Подумав о выбранной им самим роли человека судьбы, он невольно улыбнулся. Конечно, он не идеальный человек для такой роли, но кроме него нет никого, кто бы сыграл ее. И от этого зависело больше, чем судьбы Валонки и Земли. Это могло оказать влияние на историю всей Вселенной.
Он пожал плечами. Слишком много требовалось от одного-единственного человека, но в конце концов все всегда сводится к тому, что решать должен кто-то один…
Жаль, подумал он вдруг, что нельзя остаться голым. Это могло бы стать убедительным символом.
Но, к несчастью, он ни в коем случае не мог находиться под этим солнцем без одежды. Она ему необходима.
Монт без происшествий перебрался через реку и направился к поляне, где был их с Чарли лагерь. Он удивился, найдя его таким же, каким они его покинули. Ему почему-то казалось, что лагерь должен измениться точно также, как внутренне изменился он сам. Тот ужасный дождливый день… он, должно быть, на миллионы лет в прошлом, и относится к другому веку.
Монт оставался на поляне ровно столько, сколько понадобилось, чтобы отыскать трубку и табак. Трубку он немедленно набил и закурил, наслаждаясь ароматным дымом. Если бы ему пришлось стоять у стенки на расстреле, он бы и тогда попросил о том, чтобы выкурить последнюю трубку.
Все это было очень странно, так же странно, как сама жизнь. Еще совсем недавно он избегал курить, боясь испугать туземцев. Но сейчас, когда он направлялся к ним, трубка уже не играла больше никакой роли.
Кое-чему за это время он научился.
Внешние проявления ничего не значат!
Монт вошел в лес. Вокруг него сомкнулись большие деревья, что-то, казалось, нашептывая, но это его совсем не беспокоило.
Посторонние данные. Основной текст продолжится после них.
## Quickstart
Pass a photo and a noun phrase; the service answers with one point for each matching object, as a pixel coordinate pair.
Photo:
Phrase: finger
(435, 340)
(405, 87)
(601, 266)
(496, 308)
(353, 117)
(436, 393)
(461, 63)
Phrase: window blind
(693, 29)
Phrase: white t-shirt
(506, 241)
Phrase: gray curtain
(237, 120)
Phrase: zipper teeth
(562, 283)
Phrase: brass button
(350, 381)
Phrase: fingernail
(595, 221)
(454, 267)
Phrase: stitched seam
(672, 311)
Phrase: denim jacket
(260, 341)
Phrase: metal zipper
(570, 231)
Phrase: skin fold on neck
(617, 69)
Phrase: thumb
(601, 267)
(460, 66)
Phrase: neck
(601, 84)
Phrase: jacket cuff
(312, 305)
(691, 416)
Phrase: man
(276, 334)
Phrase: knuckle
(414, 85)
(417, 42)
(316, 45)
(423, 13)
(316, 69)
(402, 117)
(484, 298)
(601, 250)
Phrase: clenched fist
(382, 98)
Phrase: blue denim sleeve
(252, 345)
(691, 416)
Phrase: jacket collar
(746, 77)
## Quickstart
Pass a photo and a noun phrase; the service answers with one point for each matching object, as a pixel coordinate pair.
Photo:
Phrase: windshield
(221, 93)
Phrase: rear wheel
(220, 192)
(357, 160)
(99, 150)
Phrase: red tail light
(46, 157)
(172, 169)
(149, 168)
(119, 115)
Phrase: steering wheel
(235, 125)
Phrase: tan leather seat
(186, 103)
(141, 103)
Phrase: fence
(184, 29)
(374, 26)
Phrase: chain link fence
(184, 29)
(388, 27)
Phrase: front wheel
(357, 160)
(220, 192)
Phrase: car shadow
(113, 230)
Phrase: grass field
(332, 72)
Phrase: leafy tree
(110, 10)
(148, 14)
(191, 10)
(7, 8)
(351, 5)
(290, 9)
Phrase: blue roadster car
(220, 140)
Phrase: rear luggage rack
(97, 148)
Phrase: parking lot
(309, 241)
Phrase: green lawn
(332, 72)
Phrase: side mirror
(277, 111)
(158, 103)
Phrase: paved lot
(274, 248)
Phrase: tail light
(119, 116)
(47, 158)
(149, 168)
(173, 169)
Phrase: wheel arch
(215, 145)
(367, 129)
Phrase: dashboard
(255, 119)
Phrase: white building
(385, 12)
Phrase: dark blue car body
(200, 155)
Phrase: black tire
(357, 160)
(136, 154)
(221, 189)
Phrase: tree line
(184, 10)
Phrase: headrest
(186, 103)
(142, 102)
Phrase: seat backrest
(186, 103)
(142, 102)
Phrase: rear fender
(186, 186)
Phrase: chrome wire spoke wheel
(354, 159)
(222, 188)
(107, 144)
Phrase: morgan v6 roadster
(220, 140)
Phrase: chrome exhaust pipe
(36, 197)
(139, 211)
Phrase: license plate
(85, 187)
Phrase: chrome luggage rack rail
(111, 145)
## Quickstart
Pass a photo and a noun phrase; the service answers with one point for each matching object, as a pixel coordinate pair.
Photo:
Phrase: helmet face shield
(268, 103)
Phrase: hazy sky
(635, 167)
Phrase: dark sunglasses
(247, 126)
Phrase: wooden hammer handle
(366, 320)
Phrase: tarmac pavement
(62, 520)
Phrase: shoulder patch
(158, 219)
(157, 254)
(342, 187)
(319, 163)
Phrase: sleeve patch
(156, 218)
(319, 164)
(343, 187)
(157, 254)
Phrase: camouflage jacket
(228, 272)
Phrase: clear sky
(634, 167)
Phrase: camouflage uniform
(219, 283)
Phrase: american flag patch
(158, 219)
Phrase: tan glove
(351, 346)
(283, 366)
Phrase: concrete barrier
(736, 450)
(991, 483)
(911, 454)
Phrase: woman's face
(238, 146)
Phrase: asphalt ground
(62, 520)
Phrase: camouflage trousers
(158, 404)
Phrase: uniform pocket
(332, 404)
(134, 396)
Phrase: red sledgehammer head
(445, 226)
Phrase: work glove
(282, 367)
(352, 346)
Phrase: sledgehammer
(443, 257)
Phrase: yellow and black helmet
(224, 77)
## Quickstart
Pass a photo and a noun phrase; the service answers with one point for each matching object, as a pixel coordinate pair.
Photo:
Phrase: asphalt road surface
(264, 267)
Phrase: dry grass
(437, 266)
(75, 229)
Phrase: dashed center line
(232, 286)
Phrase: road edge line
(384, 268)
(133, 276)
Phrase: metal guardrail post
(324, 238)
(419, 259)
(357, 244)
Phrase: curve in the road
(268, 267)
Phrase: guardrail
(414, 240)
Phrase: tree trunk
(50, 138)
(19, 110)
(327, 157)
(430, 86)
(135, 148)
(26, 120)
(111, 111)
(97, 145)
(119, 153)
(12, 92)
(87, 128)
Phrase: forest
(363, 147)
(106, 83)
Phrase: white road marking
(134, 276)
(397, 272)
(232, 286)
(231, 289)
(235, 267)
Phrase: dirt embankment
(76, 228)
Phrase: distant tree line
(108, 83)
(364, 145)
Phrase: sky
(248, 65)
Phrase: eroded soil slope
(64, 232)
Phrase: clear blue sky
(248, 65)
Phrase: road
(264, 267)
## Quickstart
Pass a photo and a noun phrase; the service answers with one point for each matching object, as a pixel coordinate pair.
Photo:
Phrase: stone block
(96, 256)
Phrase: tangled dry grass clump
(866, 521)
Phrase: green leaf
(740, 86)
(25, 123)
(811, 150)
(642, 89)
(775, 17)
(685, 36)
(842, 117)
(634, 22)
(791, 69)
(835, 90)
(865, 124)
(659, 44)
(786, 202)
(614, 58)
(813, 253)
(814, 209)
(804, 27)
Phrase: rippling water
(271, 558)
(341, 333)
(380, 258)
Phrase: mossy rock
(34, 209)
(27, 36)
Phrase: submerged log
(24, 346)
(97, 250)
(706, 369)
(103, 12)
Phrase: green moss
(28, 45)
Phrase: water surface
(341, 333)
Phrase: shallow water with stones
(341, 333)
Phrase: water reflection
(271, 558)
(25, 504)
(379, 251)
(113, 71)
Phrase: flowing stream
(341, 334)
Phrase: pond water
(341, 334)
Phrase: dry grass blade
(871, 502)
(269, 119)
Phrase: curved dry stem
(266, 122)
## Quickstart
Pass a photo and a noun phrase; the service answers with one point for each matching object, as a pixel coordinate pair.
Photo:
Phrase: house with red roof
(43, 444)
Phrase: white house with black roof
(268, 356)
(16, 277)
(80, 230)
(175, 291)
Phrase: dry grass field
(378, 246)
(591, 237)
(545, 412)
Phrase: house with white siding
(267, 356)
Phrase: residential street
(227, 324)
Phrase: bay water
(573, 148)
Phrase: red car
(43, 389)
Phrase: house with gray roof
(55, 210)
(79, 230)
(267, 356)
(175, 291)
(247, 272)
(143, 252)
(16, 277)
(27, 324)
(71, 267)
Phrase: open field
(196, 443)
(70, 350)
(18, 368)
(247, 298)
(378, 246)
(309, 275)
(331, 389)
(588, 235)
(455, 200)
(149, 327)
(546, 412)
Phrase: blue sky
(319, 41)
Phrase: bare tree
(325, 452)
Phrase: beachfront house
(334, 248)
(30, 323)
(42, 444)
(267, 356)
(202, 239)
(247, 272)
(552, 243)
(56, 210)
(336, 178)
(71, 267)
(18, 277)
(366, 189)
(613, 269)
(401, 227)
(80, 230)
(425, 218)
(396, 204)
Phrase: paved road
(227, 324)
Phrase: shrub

Он искал место, где так давно он впервые увидел Вольмэя, предложил ему пищу и познакомился с первым мердозини.
Он нашел темную тропинку меж деревьев, где тогда гремело эхо дождя и ветра.
Он нашел пустое дерево.
Перед ним сидел Вольмэй; его голое тело поблескивало на солнце, пробивавшемся сквозь ветви. Старая голова склонилась на полосатую грудь. Он спал.
Снилось ли ему что-нибудь?
Монт подошел поближе, Вольмэй зашевелился и открыл глаза.
— Привет, Вольмэй!
— Монт! Я только что произносил твое имя, мне приснилось, что ты придешь.
— Ты меня не дождался. Вольмэй улыбнулся.
— Я ждал здесь.
— Я пришел, как только смог.
— Да. Я знал, что придешь. Я желал, чтобы ты пришел. И все-таки я не знаю…
— Что?
— Хорошо ли это. Я старик, и уже не могу ясно думать. Мне уже ничего не приходит в голову. Мне очень жаль… других.
— Все, в прошлом.
— Возможно. — Вольмэй наморщил лоб, и лицо его прорезали глубокие морщины. — Мне жаль всех других. Ведь я лишь одинокий мужчина. — Он казался очень усталым.
— Мы похожи, ты и я. Мы оба пытались сделать самое трудное. Нелегко действовать в одиночку. Намного легче плыть по течению, правда?
— Бывает время, когда надо плыть против течения. Мне сгыд-н0 что потребовалось столько времени, чтобы осознать это. Я боялся.
— Но ты приходил ко мне. А теперь я пришел к тебе.
Старик вздохнул.
— Этого мало.
— Да, нам вдвоем с этим не справиться. Я пришел, чтобы предложить себя.
Старик встал и испытующе посмотрел на Монта своими черными, печальными глазами.
— Я не понимаю, о чем ты говоришь.
— Иногда войны выигрывают не в бою. Люди моего народа открыли эту истину задолго до того, как я родился. Иногда битву можно выиграть только жертвой.
— Это странная идея.
— Вольмэй, твой народ может читать мои мысли, верно?